Place the cuttings in a clean jar with a few centimetres of water. Only the stems and nodes should be in water, not any leaves. Place the jar in bright, indirect light. Roots will develop in a few weeks, and once they are a few centimetres long can be planted into potting mix lightened with a handful of perlite. Take care not to damage the delicate new roots. Philodendrons can be propagated the same way.
Quick-result edible gifts include radish or rocket bowls. Sow seed into a container at least 30cm in diameter. Do it this week and the harvest can be eaten before the New Year. Cover the seeds lightly with seed-raising mix, press down to ensure contact between seed and soil and keep moist until germination. Keep up the water as they grow and protect them from hot sun.

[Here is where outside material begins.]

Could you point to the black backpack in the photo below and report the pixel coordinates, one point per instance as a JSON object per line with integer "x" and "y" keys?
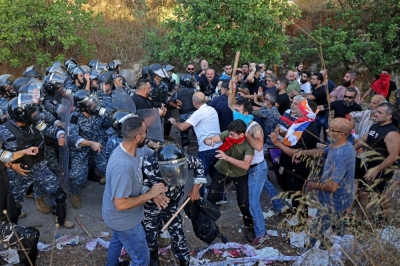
{"x": 203, "y": 215}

If you don’t trust yourself with seed, buy salad or herb seedlings and grow them in a good-looking pot. Be sure to group herbs according to water requirements: drought-tolerant options such as thyme, oregano and rosemary won’t make good friends with water-hungry basil or mint.
If procrastination sets in for a few more weeks, garden-grown gifts will need to have been grown by someone else. The traditional choice in flowering presents is a poinsettia, which naturally flowers in the winter, but is manipulated by nurseries for Christmas colour. More seasonal is a Big Red geranium, which adheres to the traditional colour scheme and can be enjoyed briefly indoors before finding a more permanent home in a sunny spot outside.
For an indigenous feel, go with the dwarf form of Christmas bush, Ceratopetalum gummiferum “Johanna’s Christmas”, or search out Christmas bells, Blandfordia grandiflora, at native nurseries. Christmas bells start flowering in mid-December and continue until February, which is just the way we like our festive season – long.